Differential Equations

Question:

Match List-I with List-II

List-I Differential Equations	List-II Order and degree
(A) $\frac{dy}{dx}+e^y = 0$	(I) order 2, degree not defined
(B) $\frac{d^2y}{dx^2} =\left[1+(\frac{dy}{dx})^2\right]^{3/2}$	(II) order 2, degree 1
(C) $\left(\frac{d^2y}{dx^2}\right)^2+e^{(\frac{dy}{dx})}=0$	(III) order 1, degree 1
(D) $\frac{d^2y}{dx^2}+x\frac{dy}{dx}-2y= \log x;x>0$	(IV) order 2, degree 2

Choose the correct answer from the options given below:

Options:

(A)-(III), (B)-(IV), (C)-(I), (D)-(II)

(A)-(I), (B)-(IV), (C)-(III), (D)-(II)

(A)-(III), (B)-(II), (C)-(I), (D)-(IV)

(A)-(IV), (B)-(III), (C)-(II), (D)-(I)

Correct Answer:

(A)-(III), (B)-(IV), (C)-(I), (D)-(II)

Explanation:

The correct answer is Option (3) → (A)-(III), (B)-(IV), (C)-(I), (D)-(II)
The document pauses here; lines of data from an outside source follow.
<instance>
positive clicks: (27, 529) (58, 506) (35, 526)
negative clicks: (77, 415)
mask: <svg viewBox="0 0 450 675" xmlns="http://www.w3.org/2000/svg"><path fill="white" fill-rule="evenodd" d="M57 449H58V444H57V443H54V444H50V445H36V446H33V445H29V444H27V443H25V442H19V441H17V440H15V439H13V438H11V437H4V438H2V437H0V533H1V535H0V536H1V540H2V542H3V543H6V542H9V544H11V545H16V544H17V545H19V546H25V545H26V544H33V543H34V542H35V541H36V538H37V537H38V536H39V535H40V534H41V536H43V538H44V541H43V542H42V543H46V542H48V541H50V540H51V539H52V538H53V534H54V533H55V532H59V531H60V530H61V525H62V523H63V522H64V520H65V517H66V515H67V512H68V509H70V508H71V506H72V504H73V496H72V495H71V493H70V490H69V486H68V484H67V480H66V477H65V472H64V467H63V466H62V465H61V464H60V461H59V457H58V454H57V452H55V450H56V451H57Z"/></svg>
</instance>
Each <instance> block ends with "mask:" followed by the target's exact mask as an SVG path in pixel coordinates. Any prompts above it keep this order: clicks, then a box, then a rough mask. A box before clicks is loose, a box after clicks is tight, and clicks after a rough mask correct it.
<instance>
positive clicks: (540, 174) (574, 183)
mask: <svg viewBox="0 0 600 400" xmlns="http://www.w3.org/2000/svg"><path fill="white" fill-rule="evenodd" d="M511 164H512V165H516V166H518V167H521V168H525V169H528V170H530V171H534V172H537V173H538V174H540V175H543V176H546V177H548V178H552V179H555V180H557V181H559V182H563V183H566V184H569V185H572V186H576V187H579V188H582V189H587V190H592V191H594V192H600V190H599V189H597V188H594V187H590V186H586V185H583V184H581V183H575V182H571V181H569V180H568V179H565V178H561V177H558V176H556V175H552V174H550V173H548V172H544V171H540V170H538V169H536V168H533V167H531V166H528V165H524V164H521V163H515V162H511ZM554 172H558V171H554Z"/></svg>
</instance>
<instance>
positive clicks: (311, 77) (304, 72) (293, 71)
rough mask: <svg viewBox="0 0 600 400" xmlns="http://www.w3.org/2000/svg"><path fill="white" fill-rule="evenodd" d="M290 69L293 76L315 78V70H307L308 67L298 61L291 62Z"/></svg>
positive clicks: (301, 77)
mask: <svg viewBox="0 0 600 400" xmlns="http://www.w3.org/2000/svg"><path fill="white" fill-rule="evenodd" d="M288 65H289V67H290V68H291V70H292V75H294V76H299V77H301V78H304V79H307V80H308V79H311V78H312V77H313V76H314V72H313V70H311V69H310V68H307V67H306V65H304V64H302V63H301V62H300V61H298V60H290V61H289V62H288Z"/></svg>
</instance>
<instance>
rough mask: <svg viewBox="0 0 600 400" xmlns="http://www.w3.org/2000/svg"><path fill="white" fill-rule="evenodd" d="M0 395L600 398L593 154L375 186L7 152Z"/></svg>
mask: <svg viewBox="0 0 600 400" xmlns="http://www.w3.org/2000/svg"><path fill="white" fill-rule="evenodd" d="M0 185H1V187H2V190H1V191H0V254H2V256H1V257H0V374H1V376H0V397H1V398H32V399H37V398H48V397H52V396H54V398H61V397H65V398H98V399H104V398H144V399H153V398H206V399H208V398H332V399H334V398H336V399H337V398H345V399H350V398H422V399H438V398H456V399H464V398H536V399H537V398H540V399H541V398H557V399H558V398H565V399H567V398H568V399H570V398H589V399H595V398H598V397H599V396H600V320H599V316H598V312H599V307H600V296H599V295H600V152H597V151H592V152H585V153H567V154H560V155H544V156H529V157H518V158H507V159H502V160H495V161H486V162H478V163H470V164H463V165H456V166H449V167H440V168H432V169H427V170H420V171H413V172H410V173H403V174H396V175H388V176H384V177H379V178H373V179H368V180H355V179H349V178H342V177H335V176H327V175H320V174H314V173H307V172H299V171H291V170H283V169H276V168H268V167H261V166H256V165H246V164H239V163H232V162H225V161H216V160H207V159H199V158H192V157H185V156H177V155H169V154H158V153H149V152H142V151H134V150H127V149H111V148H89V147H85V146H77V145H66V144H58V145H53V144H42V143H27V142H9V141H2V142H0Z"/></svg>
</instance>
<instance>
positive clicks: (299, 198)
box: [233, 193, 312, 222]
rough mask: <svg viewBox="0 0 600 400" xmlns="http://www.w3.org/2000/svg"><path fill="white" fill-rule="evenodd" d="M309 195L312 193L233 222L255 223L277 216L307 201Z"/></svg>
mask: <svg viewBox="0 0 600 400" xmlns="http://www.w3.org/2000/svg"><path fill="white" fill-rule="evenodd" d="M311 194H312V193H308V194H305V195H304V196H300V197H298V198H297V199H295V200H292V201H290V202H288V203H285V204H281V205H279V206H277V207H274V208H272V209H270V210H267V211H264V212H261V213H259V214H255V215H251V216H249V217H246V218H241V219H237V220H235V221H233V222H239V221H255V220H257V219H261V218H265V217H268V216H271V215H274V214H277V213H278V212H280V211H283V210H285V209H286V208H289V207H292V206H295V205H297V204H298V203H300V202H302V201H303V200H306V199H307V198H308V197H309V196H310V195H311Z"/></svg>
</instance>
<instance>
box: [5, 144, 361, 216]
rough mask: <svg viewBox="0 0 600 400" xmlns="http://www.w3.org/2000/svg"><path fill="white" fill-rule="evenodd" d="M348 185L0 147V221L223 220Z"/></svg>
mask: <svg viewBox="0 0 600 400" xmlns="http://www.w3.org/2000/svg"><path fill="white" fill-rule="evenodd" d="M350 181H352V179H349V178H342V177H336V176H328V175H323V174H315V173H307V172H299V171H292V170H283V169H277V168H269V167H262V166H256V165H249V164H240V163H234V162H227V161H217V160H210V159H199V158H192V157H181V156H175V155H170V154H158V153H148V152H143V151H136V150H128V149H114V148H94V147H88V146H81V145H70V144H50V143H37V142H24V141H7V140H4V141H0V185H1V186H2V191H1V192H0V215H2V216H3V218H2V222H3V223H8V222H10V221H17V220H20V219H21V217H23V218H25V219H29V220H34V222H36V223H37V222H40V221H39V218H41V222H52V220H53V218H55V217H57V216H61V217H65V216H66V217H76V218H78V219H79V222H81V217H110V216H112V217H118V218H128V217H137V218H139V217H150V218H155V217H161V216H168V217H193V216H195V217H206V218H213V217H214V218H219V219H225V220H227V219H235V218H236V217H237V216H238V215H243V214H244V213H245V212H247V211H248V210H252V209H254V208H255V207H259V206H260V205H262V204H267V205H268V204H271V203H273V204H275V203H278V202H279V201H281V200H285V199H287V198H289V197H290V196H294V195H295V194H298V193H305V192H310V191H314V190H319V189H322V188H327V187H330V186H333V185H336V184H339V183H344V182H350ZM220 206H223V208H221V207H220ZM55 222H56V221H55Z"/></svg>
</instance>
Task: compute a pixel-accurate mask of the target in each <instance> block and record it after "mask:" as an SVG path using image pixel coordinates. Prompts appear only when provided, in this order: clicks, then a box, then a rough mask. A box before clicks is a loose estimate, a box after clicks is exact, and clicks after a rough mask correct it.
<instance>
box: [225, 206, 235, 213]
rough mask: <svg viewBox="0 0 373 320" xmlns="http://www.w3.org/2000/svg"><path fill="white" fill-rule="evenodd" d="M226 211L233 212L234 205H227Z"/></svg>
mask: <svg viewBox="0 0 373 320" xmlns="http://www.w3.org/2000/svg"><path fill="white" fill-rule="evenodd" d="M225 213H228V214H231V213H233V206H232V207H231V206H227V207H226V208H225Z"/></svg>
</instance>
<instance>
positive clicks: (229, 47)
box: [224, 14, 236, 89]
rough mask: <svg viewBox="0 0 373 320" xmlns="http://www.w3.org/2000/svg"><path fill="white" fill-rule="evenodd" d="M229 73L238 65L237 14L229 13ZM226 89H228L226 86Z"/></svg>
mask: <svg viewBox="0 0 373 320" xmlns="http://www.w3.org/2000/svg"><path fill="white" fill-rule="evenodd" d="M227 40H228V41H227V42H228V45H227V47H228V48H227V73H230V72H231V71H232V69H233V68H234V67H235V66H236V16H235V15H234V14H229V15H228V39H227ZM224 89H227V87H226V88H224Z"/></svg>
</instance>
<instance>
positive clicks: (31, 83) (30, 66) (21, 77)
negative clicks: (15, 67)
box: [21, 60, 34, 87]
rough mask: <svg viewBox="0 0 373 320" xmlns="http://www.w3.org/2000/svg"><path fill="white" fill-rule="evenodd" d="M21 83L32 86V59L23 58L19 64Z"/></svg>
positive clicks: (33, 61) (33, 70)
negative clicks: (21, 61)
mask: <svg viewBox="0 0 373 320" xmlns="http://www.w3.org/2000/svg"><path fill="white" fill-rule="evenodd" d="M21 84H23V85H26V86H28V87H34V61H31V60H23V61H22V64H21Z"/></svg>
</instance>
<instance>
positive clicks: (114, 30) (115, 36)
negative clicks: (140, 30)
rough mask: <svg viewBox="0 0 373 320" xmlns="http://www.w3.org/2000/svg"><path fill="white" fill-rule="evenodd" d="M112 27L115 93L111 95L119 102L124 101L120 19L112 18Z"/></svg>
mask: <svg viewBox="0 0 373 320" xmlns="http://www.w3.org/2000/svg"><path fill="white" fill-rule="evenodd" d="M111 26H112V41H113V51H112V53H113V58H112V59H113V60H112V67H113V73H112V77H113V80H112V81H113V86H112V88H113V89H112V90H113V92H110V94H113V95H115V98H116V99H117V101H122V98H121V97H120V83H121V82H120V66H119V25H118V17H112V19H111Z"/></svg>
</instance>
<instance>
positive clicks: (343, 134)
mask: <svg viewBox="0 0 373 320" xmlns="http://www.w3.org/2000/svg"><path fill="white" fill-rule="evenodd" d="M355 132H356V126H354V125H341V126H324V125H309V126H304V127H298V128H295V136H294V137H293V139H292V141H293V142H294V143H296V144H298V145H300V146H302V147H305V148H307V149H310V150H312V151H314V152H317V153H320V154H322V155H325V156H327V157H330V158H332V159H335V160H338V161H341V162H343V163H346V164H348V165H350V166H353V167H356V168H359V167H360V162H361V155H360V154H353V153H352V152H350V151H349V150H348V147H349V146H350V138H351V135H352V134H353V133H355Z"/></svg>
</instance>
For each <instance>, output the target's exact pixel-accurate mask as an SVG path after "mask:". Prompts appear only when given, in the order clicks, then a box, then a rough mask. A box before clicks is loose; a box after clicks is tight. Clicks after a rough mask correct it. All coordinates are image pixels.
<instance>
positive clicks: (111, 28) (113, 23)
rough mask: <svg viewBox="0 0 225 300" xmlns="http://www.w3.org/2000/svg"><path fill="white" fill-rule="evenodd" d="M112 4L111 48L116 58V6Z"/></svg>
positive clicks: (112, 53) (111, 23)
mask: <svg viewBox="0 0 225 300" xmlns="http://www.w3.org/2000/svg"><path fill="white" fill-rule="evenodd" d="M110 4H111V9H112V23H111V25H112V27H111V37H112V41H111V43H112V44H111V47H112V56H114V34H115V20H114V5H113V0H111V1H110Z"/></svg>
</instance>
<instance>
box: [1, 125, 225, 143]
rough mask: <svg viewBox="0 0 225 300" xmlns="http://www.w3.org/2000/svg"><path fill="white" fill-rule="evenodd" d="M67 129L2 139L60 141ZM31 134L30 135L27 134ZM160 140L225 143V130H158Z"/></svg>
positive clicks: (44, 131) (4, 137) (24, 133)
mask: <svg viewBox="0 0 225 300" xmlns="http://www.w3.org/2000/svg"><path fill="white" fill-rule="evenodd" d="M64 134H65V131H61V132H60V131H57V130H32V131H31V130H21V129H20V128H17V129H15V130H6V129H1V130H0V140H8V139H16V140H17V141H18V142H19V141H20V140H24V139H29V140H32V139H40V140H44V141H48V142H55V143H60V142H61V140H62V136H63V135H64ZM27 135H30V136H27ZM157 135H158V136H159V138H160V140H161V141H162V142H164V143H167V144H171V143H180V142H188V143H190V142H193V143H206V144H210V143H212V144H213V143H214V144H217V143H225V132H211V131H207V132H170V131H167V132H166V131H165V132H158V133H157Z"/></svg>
List-I Differential Equations	List-II Order and degree
(A) $\frac{dy}{dx}+e^y = 0$	(III) order 1, degree 1
(B) $\frac{d^2y}{dx^2} =\left[1+(\frac{dy}{dx})^2\right]^{3/2}$	(IV) order 2, degree 2
(C) $\left(\frac{d^2y}{dx^2}\right)^2+e^{(\frac{dy}{dx})}=0$	(I) order 2, degree not defined
(D) $\frac{d^2y}{dx^2}+x\frac{dy}{dx}-2y= \log x;x>0$	(II) order 2, degree 1

$\text{(A)}\;\frac{dy}{dx}+e^{y}=0$

$\text{Order}=1,\;\text{Degree}=1$

$\text{(B)}\;\frac{d^{2}y}{dx^{2}}=\left[1+\left(\frac{dy}{dx}\right)^{2}\right]^{\frac{3}{2}}$

$\text{Order}=2,\;\text{Degree}=2$

$\text{(C)}\;\left(\frac{d^{2}y}{dx^{2}}\right)^{2}+e^{\frac{dy}{dx}}=0$

$\text{Order}=2,\;\text{Degree not defined}$

$\text{(D)}\;\frac{d^{2}y}{dx^{2}}+x\frac{dy}{dx}-2y=\log x,\;x>0$

$\text{Order}=2,\;\text{Degree}=1$

$\text{Correct match: (A–III), (B–IV), (C–I), (D–II)}$